Le surendettement symbolique
Le principal obstacle à la reconnaissance sociale des enfants d’immigrés, c’est une forme de disqualification ou une stigmatisation, que j’ai appelée « le surendettement symbolique ». Cette disqualification symbolique conduit à voir les enfants d’immigrés comme n’ayant jamais les capacités de donner. Elle s’inscrit dans un double contexte : d’une part, la persistance d’un imaginaire colonial qui conduit une partie des Français à voir les immigrés issus des anciennes colonies comme des personnes en situation de dette vis-à-vis de la France ; d’autre part, un contexte social où l’accès au travail salarié, et donc à des places sociales valorisantes, est de plus en plus difficile.
L’héritage de la colonisation
Je reviens rapidement sur la persistance d’un certain imaginaire colonial. Dans de nombreux ouvrages sur la question, on peut lire que l’idéologie coloniale a été une façon de travestir la situation coloniale en un « don de civilisation » fait aux pays colonisés. C’est peut-être même une particularité de la colonisation française, comme le soulignent les auteurs de l’ouvrage La République coloniale : « La République coloniale, rappellent-ils, veut se distinguer des autres puissances coloniales par sa nature “généreuse” ». « La France a été bonne et généreuse avec les peuples qu’elle a soumis », voilà le message transmis à des générations de Français, notamment au travers des manuels scolaires (je pense notamment ici au manuel Lavisse, dont cette dernière phrase est tirée).

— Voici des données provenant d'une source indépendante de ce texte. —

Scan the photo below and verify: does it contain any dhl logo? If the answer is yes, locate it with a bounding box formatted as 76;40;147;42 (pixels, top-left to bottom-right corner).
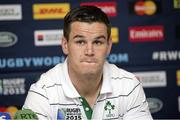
33;3;70;20
38;8;64;14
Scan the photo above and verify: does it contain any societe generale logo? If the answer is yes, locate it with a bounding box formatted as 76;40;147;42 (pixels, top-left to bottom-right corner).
33;3;70;20
134;1;157;15
128;25;164;42
34;29;63;46
80;2;117;17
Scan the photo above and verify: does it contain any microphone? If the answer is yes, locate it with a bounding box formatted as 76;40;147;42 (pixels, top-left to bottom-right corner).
14;109;38;120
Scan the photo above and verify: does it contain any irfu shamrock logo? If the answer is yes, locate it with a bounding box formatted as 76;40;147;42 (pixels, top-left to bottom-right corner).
104;101;115;114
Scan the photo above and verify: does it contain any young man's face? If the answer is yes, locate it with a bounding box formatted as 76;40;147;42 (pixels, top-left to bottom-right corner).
62;21;112;76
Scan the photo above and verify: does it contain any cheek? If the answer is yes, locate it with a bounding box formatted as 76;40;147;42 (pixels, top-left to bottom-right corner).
70;46;84;55
98;49;109;57
69;49;82;59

Aujourd’hui, la France se présente encore parfois comme créditrice face aux immigrés et à leurs enfants. On se rappelle ainsi la loi du 23 février 2005 et la proposition qu’elle contenait d’inscrire dans les programmes scolaires « le rôle positif de la colonisation française ». Dans un ouvrage récent, Benjamin Stora souligne la prégnance de ce regard bienveillant sur l’histoire coloniale de la France en rappelant qu’en décembre 2005, une large majorité de Français étaient favorables à cette loi.

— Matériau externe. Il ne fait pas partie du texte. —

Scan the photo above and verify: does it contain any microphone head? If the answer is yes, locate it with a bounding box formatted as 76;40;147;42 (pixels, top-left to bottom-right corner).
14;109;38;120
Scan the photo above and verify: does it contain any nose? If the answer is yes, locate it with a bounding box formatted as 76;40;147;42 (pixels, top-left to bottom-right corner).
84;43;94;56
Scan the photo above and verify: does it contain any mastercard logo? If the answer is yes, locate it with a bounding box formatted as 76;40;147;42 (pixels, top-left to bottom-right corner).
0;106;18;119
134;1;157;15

Ce regard qui persiste est l’un des obstacles aux multiples demandes de reconnaissance des enfants de l’immigration.
Un contexte plus général de dépolitisation de la vie sociale
Mais le rapport entre la France et les enfants d’immigrés ne saurait être vu qu’à travers ce transfert de mémoire. La disqualification symbolique s’inscrit dans un contexte plus général de dépolitisation de la vie sociale, très étroitement lié à un processus de désindustrialisation initié dans les années 1970. Le travail industriel offrait aux ouvriers une possibilité de contribuer à la production de la richesse de la société, et de faire valoir auprès de tous cette contribution, notamment par l’action syndicale. La désindustrialisation a engendré le déclin de ce monde ouvrier et du conflit social central qu’il mettait en scène. Il s’agit de ce que François Dubet a appelé la fin des banlieues rouges. De ce fait, un sentiment douloureux d’inutilité sociale s’est substitué à la fierté d’appartenir au monde ouvrier, à un monde de production.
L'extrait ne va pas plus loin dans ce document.